Bab 35 (Dijemput Gus An)

779 49 4
                                    

Aku bergegas mengajak Mutia untuk keluar dari rumah sakit itu, ketika Randy dan kak Aldo keluar dari kamar rawat inap.

Aku menarik paksa jarum infus yang menusuk punggung tangan.

Rasanya sakit, tapi aku abaikan, karena aku ingin segera keluar dari rumah sakit dan tidak lagi berurusan dengan mereka.

Beruntung aksiku berjalan lancar. Aku bisa keluar dari rumah sakit tanpa ada yang mencurigai.

Dan aku bisa kembali ke tempat kos dengan selamat.

****

Tidak terasa pagi kembali menjelang.

Aku mulai melakukan rutinitasku, berangkat ke kampus bersama Mutia.

Sebenarnya aku masih sangat khawatir, kalau-kalau ada pancar Randy yang kembali menyerangku.

Tapi Mutia memberiku semangat, dia juga meyakinkan, kalau semua akan baik-baik saja.

"Fa! Nggak perlu khawatir, nggak perlu takut! Aku bakal nemeni kamu terus di kampus. Dan ingat, jika kamu nggak lagi bareng aku. Kamu harus berjalan di tengah keramaian. Biar jika ada orang yang mau mengintimidasi, kamu bisa teriak," nasihat Mutia.

Aku pun berusaha menepis rasa takut itu, dan berusaha melangkah dengan optimis.

Aku punya impian, tidak kubiarkan rasa cemas yang belum tentu menjadi nyata membelenggu pikiranku.

Dan lagi, aku punya Allah sebaik-baik pelindung.

Akhirnya ditemani Mutia, aku melangkah menuju kampus dengan semangat dan senyum bahagia.

Ada mimpi yang hendak aku bangun.

Lulus menjadi sarjana hukum, mengamalkan ilmu, kemudian mendapatkan pekerjaan yang bagus.

***

Saat ini aku sudah sampai di halaman kampus, seseorang tiba-tiba menyentuh pundakku.

Aku menoleh dengan menatap laki-laki jangkung yang sudah berdiri di belakangku.

"Kenapa kamu keluar dari rumah sakit tidak bilang-bilang?" tanyanya.

"Kamu membuat aku cemas," lanjutnya dengan menatapku dalam.

Aku membalasnya dengan tersenyum ragu.

"Fa!"

Kudengar kemudian dari arah yang berlawanan kak Aldo memanggil.

Aku pun menoleh.

Kak Aldo berlari kecil mendekat ke arahku.

"Aku bawa sarapan buat kamu. Ayo makan dulu!"

Kak Aldo menjulurkan kotak makan yang baru saja dia keluarkan dari dalam tas punggungnya.
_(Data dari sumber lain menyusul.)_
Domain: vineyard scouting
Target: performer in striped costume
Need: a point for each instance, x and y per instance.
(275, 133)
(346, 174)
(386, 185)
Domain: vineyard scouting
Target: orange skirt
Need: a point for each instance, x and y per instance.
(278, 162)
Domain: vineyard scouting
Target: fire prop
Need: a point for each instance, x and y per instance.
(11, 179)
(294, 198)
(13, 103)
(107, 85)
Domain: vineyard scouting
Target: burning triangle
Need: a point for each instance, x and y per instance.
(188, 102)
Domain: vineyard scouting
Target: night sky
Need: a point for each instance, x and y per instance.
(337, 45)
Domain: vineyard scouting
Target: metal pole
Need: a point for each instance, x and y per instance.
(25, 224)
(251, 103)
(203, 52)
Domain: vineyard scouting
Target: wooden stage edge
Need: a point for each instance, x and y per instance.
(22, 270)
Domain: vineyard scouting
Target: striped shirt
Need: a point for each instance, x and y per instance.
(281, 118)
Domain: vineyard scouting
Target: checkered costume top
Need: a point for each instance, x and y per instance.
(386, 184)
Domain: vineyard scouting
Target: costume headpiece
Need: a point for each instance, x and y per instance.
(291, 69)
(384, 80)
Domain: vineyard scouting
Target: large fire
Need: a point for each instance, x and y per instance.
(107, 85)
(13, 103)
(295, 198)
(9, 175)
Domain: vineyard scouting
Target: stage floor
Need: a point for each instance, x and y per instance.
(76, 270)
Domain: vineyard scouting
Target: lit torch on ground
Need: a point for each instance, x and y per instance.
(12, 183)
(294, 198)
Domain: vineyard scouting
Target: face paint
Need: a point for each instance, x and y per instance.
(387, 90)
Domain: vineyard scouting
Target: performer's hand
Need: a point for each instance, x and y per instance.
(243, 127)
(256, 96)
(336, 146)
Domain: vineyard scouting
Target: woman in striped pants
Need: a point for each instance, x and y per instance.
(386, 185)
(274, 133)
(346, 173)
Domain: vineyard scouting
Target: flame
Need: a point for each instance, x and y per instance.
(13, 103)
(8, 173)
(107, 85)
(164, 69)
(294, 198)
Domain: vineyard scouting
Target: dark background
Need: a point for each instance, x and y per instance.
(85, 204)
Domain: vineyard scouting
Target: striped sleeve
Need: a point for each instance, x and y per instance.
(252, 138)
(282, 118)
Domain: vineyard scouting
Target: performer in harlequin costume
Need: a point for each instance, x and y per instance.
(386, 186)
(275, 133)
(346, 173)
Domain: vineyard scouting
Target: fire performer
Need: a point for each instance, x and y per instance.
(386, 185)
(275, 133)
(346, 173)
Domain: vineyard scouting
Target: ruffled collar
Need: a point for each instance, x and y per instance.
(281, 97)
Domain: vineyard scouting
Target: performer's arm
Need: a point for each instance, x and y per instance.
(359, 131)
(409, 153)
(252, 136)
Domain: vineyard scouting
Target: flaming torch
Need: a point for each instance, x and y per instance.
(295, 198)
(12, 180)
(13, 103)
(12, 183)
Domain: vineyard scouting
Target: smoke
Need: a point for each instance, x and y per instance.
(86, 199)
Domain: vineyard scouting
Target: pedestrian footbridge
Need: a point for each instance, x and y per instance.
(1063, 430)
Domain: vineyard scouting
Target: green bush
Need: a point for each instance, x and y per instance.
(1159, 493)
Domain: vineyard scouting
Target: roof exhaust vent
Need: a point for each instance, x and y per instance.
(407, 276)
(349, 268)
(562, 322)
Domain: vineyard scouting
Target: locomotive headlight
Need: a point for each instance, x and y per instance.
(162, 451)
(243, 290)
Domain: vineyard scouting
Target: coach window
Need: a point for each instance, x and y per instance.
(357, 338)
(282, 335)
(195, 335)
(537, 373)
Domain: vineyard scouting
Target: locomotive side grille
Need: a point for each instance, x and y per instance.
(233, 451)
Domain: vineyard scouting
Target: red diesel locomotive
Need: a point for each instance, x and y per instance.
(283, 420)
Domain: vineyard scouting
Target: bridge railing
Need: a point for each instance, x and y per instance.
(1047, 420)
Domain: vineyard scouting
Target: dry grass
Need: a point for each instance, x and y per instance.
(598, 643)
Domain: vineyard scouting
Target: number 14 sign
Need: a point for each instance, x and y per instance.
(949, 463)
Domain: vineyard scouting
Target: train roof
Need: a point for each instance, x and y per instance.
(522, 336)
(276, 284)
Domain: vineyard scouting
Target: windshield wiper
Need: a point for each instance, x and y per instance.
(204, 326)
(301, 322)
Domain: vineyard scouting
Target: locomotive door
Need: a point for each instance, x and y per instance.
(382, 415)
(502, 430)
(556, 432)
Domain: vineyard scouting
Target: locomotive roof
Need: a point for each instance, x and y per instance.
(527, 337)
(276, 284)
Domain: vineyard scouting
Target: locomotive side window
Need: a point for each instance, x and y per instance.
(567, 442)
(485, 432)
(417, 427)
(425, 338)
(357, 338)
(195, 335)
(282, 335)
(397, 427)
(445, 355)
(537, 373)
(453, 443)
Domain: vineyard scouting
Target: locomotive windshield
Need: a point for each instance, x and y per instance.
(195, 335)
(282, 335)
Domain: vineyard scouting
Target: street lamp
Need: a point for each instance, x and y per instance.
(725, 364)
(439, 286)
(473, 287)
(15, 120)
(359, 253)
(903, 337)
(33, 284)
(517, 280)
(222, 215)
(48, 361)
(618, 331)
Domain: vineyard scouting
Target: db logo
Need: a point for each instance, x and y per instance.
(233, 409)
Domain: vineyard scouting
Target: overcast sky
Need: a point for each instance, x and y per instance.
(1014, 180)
"Aku tahu kamu pasti belum sempat sarapan. Jangan sampai kamu tidak punya energi jika ada orang yang mengganggumu," lanjutnya.

"Aku juga bawa sarapan buat kamu."

Mahasiswa jangkung itu juga mengeluarkan kotak makan dari dalam tasnya.

"Ini yang masak mamaku. Saat menumis bumbu, daging, dan sayur, menggunakan minyak zaitun. Jadi sangat bagus untuk kesehatan," katanya meyakinkan.

"Kamu makan bekal dariku saja, karena ini jauh lebih sehat," saran mahasiswa jangkung bernama Randy itu.

Aku pun tersenyum kecil kemudian meraih kotak makan yang mereka berdua julurkan.

"Terima kasih banyak. Aku memang belum sarapan," kataku sembari melangkah menuju taman kampus yang letaknya sekitar lima meter di sisi kiri tempatku berdiri.